Therapy for Therapists
Therapists are highly attuned to others, deeply reflective, and often skilled at holding complexity, yet, this same sensitivity can make them more vulnerable to anxiety, obsessive thinking, burnout, and reproductive or attachment-related trauma. Many clinicians I work with are navigating infertility, pregnancy loss, complicated pregnancies, or the transition into parenthood while continuing to show up for clients every day.
Therapists often recognize what is happening cognitively, but still feel hijacked somatically, by intrusive thoughts, hypervigilance, emotional numbing, or a nervous system that won’t settle. Clinical insight does not automatically translate into nervous system regulation, especially after prolonged uncertainty, grief, or medical trauma.

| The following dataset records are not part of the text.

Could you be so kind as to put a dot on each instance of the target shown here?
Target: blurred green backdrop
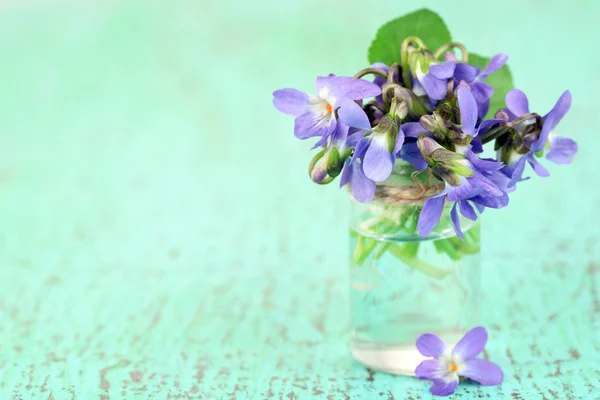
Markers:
(160, 236)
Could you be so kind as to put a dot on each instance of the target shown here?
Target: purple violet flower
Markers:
(316, 115)
(447, 365)
(361, 187)
(561, 150)
(468, 179)
(377, 151)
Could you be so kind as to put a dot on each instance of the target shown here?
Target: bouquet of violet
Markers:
(425, 108)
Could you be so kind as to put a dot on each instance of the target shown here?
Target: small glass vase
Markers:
(402, 285)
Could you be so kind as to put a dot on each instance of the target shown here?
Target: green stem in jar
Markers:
(400, 253)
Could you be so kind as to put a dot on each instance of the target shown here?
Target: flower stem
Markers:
(393, 69)
(428, 269)
(493, 134)
(384, 92)
(414, 40)
(452, 45)
(522, 118)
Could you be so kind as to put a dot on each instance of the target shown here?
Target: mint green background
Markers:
(159, 235)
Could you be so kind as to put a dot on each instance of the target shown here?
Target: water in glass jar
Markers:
(401, 289)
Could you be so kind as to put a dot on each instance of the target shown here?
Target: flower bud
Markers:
(460, 138)
(501, 114)
(326, 163)
(317, 169)
(334, 166)
(445, 164)
(387, 127)
(434, 123)
(415, 106)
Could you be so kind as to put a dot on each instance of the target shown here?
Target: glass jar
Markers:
(402, 285)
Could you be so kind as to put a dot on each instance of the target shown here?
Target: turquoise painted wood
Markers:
(159, 237)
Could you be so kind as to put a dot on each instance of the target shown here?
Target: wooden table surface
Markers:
(159, 238)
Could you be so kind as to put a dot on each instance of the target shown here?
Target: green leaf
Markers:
(500, 80)
(423, 23)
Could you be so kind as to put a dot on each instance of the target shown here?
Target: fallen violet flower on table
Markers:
(446, 366)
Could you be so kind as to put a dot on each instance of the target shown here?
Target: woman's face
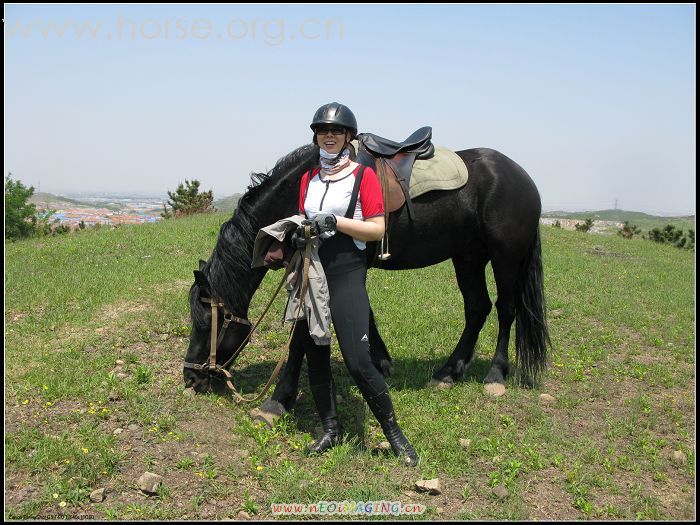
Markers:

My work with therapists is trauma-informed, attachment-based, and neurobiologically grounded. I integrate EMDR, parts work (ego state/IFS-informed), and polyvagal theory to help clinicians process unresolved trauma, shift entrenched threat responses, and restore a sense of internal safety. Rather than focusing only on symptom management, we work at the level of procedural memory, attachment, and autonomic regulation, where obsessive thinking, anxiety, and reproductive trauma are actually stored.
Therapy becomes a space where therapists do not have to perform, contain, or analyze—but can be held, metabolize grief and fear, and reconnect with their bodies and emotional lives. This often leads not only to symptom relief, but to greater clinical presence, emotional capacity, and resilience in both personal and professional roles.
If you are a therapist who feels stuck, flooded, numb, or trapped in looping thoughts—especially in the context of fertility, loss, or parenting—there is nothing wrong with you. Your nervous system adapted to survive something difficult. Together, we can help it learn that safety, connection, and steadiness are possible again.